If you’re a coffee drinker, you know that the beverage has a bold and tasty flavor and plays a major role in getting you moving in the morning. But did you know that drinking coffee every day can contribute to your health in other ways?
Many studies have suggested a link between coffee drinking and reduced instances of health problems. It’s important to consider these studies while remembering that correlation does not equal causation—these links do not mean that coffee is the reason for these health benefits, just that certain diseases and conditions are less common in individuals who happen to drink coffee regularly. Here are some examples:
- Type 2 diabetes: Decaffeinated coffee has the same benefit, and that’s that coffee drinkers are less likely to develop type 2 diabetes. This might be because of the antibiotics and nutrients that prevent damage caused by free radicals. It also has minerals that help the body use insulin to control blood sugar.
- Heart disease and stroke: Drinking coffee is associated with lower risks for disruptions in heart rhythm.
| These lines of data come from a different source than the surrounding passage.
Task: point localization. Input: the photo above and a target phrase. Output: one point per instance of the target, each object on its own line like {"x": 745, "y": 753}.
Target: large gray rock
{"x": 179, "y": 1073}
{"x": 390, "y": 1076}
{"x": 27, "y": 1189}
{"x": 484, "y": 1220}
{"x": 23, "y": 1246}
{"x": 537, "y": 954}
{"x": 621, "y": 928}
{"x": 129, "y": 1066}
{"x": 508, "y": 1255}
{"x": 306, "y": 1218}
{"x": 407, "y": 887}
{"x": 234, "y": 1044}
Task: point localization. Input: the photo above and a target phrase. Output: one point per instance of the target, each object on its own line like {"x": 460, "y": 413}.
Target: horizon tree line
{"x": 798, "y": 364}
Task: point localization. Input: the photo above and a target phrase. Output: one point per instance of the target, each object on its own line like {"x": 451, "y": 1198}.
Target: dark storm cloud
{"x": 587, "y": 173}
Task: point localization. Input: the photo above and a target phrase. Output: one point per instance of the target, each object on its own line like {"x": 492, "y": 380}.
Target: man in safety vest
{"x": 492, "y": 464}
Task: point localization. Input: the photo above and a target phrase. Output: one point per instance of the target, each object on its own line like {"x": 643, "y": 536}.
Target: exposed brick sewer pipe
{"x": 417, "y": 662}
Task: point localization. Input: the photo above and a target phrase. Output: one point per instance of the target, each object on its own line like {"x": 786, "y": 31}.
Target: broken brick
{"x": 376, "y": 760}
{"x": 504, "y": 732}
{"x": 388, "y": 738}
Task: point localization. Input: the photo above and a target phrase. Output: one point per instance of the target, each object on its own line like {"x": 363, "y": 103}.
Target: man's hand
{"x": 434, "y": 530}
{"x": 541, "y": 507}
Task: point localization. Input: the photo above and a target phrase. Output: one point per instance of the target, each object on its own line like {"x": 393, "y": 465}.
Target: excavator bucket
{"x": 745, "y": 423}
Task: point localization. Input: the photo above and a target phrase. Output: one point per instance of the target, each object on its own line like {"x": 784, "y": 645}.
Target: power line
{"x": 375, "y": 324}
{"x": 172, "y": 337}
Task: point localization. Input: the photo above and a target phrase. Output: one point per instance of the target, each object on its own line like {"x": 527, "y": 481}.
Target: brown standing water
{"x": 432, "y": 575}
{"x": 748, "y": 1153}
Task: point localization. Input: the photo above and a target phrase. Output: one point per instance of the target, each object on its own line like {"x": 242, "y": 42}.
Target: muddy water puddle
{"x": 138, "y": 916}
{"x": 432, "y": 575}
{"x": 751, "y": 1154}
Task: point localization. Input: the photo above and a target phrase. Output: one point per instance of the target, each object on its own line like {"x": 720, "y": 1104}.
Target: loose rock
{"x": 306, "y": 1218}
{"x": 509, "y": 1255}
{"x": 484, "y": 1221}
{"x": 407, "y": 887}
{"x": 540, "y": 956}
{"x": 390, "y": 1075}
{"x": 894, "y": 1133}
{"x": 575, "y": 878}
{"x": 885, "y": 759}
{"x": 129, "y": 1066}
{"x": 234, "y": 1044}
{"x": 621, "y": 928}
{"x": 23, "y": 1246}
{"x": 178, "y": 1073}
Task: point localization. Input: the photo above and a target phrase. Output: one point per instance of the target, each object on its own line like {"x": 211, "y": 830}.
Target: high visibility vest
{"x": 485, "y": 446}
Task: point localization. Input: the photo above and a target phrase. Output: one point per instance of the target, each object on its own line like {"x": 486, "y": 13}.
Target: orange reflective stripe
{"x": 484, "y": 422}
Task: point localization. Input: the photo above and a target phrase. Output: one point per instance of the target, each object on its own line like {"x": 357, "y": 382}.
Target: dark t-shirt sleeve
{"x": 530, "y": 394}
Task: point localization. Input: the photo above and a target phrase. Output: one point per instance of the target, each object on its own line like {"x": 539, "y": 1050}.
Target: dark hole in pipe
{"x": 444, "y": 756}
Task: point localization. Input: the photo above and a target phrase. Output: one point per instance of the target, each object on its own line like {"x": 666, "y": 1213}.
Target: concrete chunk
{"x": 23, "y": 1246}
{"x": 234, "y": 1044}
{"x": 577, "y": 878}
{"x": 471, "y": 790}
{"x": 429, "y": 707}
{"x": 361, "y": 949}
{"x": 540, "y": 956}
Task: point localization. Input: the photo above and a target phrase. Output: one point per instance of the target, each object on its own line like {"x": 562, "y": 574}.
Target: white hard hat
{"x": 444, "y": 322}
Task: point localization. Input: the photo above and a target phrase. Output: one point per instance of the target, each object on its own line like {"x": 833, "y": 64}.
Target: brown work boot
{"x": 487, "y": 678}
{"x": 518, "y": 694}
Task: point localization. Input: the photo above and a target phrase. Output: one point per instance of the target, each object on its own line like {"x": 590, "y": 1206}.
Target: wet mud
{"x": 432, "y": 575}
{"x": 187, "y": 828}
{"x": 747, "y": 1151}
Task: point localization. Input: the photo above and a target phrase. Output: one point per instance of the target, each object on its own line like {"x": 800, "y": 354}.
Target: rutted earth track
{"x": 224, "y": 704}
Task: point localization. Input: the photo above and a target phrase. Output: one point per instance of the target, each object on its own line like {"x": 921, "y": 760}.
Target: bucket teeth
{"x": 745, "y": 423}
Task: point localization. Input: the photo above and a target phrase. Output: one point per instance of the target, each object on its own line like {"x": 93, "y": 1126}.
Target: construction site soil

It also countered risk factors of heart disease and stroke in some studies, possibly because of the reduced type 2 diabetes risk, which can lead to heart disease and stroke.
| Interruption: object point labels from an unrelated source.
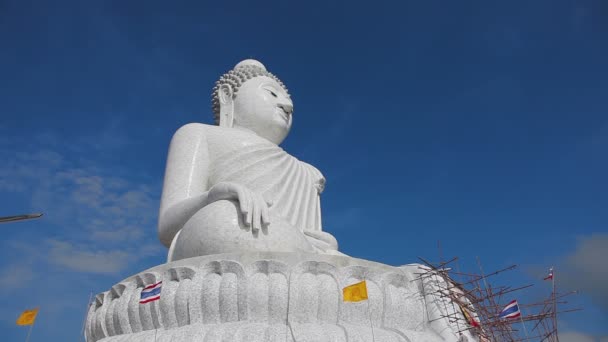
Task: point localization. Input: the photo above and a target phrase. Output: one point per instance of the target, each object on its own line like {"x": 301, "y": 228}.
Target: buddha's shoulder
{"x": 210, "y": 132}
{"x": 317, "y": 176}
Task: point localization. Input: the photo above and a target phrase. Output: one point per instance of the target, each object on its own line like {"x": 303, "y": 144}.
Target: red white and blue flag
{"x": 511, "y": 310}
{"x": 150, "y": 293}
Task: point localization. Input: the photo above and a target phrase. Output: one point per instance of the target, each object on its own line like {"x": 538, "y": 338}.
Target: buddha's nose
{"x": 286, "y": 107}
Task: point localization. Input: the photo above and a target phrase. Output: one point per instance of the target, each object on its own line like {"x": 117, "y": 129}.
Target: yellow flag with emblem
{"x": 355, "y": 293}
{"x": 27, "y": 317}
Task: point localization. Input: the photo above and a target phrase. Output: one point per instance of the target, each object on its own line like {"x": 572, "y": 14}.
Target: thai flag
{"x": 511, "y": 310}
{"x": 150, "y": 293}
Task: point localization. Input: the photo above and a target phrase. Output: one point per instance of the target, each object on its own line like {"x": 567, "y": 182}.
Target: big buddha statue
{"x": 230, "y": 187}
{"x": 248, "y": 260}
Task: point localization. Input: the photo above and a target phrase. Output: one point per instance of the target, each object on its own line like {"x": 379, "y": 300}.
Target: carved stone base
{"x": 252, "y": 297}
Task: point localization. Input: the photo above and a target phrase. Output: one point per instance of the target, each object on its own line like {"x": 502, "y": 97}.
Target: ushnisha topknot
{"x": 242, "y": 72}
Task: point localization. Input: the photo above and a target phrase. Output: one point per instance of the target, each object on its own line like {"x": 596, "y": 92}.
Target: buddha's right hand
{"x": 254, "y": 207}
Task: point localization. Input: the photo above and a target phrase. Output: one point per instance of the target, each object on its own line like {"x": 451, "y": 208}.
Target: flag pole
{"x": 29, "y": 332}
{"x": 370, "y": 320}
{"x": 521, "y": 318}
{"x": 554, "y": 303}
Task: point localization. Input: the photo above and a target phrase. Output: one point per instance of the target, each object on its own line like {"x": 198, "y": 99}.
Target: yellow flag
{"x": 355, "y": 293}
{"x": 27, "y": 317}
- Calorie count: If you are watching calories to lose weight, drinking black coffee will yield only seven calories per cup. This is much less when compared to fruit juices or energy drinks. Be aware of the increased calorie count if you add a lot of creamer and sugar to your coffee, though.
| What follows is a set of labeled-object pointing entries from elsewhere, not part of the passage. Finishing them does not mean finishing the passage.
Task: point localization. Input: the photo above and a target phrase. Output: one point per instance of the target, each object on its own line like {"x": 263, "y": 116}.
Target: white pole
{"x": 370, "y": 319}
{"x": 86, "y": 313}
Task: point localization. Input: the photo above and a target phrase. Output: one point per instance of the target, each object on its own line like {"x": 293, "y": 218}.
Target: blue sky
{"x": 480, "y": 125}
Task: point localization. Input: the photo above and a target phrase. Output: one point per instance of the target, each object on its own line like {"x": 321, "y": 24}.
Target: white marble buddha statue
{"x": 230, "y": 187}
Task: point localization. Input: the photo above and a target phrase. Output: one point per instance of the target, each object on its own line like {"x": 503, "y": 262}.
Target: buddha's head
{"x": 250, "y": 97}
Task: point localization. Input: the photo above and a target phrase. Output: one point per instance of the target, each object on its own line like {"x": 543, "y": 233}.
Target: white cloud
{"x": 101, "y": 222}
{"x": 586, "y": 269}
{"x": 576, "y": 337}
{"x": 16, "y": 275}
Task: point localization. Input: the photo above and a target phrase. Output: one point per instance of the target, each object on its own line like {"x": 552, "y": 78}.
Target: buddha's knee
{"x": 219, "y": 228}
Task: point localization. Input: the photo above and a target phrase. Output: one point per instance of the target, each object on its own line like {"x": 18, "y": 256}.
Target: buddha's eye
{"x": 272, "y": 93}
- Other decreased risks: Coffee may be linked to reduced risks of developing liver cancer, Parkinson’s disease, and Alzheimer’s disease, although the reasons are unknown.
It is important to remember that drinking coffee is not necessarily best for everyone, and it’s not a perfect drink. It is a diuretic, so it will send you to the bathroom more often. It also has acids that contribute to heartburn. And pregnant women cannot safely consume caffeine in large amounts.